We think our cows are pretty comfortable, especially when they are outside on pasture, but our opinion is somewhat subjective. This fall we had the opportunity to have an independent group assess our facility as well as cow behavior to determine cow comfort on the farm.C.O.W.S. stands for Comfort, Oxidative Balance, Well-Being and Sustainability and is a program developed by a graduate student at the University of British Columbia and managed by NOVUS to measure cow comfort.
C.O.W.S. Project Manager Lindsey Collings and Katie Hanehan, Jr. Project Manager arrived before morning milking to take measurements of the stalls, water troughs, feed bunk and to apply the electronic data loggers that measure total lying time on 40 cows 3 years and older. After milking, they visually evaluated gait scores and hock health and conducted a survey of management practices such as frequency of hoof trimming and bedding.
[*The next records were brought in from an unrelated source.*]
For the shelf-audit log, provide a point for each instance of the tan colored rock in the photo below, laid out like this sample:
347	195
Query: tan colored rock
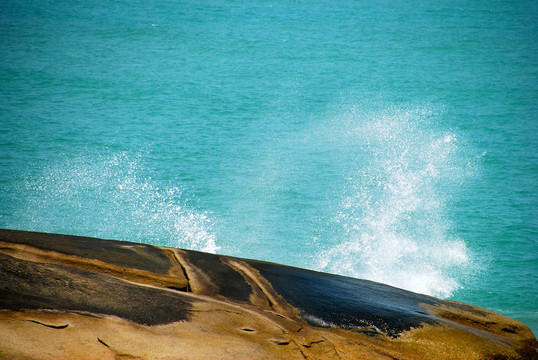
66	297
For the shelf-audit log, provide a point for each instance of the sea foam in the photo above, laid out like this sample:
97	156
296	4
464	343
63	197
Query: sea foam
111	195
393	218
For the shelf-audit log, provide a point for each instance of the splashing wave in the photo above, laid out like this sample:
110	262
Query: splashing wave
393	217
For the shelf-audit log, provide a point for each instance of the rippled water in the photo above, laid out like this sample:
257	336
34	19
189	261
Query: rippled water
388	141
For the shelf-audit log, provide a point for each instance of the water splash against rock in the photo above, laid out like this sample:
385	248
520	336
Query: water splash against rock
111	195
393	219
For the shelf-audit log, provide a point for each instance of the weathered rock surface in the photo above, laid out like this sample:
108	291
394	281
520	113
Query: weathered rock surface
67	297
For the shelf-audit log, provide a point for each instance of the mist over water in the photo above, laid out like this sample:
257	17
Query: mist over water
111	196
393	141
394	213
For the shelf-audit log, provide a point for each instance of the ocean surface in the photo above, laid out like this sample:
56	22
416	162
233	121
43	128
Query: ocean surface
386	140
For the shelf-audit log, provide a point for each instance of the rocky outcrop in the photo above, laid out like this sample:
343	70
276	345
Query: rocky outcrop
67	297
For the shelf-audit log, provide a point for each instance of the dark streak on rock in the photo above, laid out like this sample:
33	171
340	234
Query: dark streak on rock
347	302
104	343
231	284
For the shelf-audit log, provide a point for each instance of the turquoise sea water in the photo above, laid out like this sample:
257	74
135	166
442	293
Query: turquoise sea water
393	141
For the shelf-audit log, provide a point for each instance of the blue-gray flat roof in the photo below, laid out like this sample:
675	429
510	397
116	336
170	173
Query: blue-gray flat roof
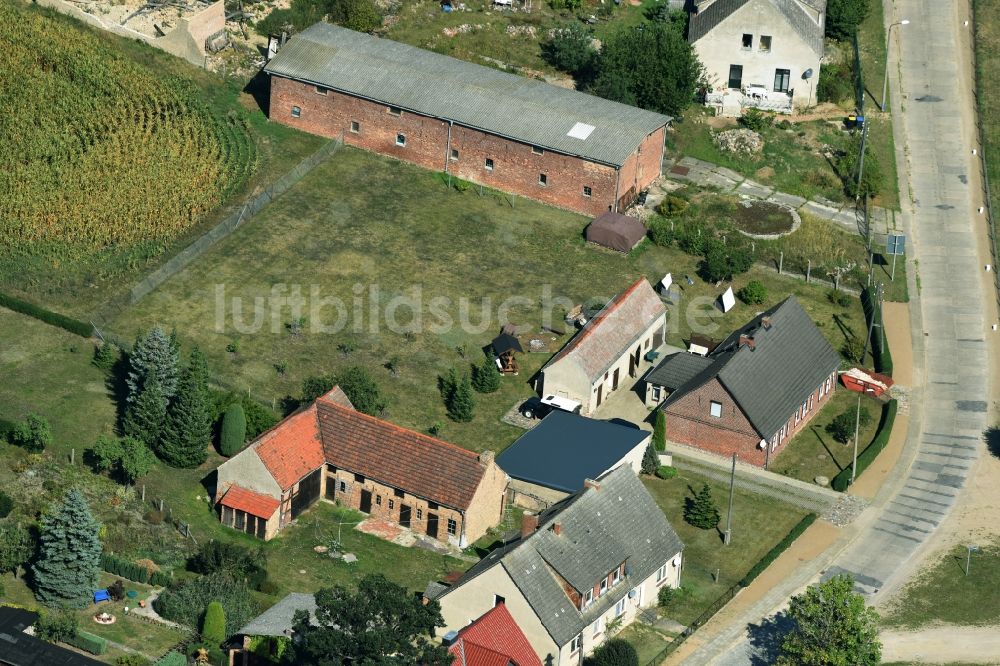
564	449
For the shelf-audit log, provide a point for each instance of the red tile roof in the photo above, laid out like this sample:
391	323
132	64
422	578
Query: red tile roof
493	640
291	449
605	337
253	503
419	464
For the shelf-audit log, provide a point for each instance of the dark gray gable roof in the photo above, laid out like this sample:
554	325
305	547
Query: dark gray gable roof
564	449
523	109
599	530
701	23
677	369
The bright orange monitors remained on the cows for 5 days. They were removed and mailed to NOVUS along with the transmitter. Staff analyzed the data and found that...Our COWS are indeed comfortable. While they were being monitored, the cows were in during the day and outside at night so we combined both housing options.
The level of lameness was very low as was the degree of hock and knee injury. Our cows spend an appropriate amount of time lying down and have adequate space for eating and drinking in the barn. Cows spend about 5 hours per day eating, 12-14 hours resting, 3 hours standing, walking, grooming and hanging out, a half hour per day drinking and 3.5 hours milking. Thus, about 70% of the cow's day is spent eating and or resting.